Kimura H et al., Increased nitric oxide production and inducible nitric oxide synthase activity in colonic mucosa of patients with active ulcerative colitis and Crohn's disease. Dig Dis Sci, 1997 May, 42:5, 1047-54.

Selenium Deficiency

Selenium Deficiency

A patient with Crohn's disease receiving short-term postoperative parenteral nutrition supplemented with trace elements, nevertheless became "selenium" deficient with evidence of a cardiomyopathy. This was fully reversible with oral selenium supplementation.

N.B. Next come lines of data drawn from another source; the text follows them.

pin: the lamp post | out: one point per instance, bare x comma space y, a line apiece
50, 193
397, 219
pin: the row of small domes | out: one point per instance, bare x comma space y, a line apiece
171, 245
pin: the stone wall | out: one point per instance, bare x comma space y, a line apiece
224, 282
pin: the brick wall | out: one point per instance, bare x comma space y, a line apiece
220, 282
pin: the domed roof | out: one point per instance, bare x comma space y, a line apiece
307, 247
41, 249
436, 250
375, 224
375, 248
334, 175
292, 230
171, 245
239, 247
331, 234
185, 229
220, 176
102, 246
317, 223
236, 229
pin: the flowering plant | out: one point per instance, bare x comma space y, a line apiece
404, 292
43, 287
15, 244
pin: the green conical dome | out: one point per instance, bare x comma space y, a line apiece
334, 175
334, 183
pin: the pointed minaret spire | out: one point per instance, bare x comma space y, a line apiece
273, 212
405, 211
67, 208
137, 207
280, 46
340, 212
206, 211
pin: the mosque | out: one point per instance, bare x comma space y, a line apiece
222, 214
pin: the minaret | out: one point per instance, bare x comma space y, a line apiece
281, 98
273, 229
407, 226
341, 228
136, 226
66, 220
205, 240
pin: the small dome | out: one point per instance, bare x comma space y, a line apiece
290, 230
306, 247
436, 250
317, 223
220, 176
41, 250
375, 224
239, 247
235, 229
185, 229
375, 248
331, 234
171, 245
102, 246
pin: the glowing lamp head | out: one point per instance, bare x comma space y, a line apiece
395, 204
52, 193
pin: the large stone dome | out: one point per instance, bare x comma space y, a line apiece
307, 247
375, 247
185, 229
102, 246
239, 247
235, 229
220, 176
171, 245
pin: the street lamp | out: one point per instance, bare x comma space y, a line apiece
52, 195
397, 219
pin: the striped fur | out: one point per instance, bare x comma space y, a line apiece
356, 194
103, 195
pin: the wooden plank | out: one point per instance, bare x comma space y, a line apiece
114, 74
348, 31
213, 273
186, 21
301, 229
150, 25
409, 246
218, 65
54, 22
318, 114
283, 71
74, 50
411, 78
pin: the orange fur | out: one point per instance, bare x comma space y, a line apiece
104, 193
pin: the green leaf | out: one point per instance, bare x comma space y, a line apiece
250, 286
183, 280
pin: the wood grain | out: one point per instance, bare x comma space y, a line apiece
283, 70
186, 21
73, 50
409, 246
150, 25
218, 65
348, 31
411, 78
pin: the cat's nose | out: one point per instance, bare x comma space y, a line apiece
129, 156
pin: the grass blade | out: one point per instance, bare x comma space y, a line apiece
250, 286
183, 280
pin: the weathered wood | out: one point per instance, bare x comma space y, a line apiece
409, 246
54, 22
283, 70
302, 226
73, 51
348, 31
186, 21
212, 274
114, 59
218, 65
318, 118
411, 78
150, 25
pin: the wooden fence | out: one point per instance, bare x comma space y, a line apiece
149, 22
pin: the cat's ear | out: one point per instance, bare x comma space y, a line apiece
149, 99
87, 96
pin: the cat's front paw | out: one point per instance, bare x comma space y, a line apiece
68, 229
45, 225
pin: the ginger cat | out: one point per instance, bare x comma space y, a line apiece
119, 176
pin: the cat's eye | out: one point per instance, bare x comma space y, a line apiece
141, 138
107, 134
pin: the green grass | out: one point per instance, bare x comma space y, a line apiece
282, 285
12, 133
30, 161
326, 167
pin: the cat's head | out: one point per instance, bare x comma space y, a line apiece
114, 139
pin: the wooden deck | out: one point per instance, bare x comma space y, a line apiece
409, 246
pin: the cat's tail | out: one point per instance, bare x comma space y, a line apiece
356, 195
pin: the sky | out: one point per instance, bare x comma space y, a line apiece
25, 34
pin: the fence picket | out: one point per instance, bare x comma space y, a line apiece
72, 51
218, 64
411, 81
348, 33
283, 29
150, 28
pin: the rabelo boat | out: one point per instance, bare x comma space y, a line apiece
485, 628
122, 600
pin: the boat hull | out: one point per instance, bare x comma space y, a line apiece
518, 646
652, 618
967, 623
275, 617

Current parenteral feeding regimes may not contain enough selenium for malnourished patients.

Levy-JB et al: Selenium deficiency, reversible cardiomyopathy and short-term intravenous feeding [see comments]. Postgrad-Med-J. 1994 Mar; 70(821): 235-6.

Vitamin D Deficiency

Vitamin D Deficiency

In search for the reasons of "vitamin D" deficiency in Crohn's disease (CD).

A specific diet with a high vitamin D content, or vitamin D supplementation is recommended in patients with CD to overcome the negative effects of low sun exposure on "bone" mineral density.

Vogelsang-H et al: Dietary vitamin D intake in patients with Crohn's disease. Wien-Klin-Wochenschr. 1995; 107(19): 578-81.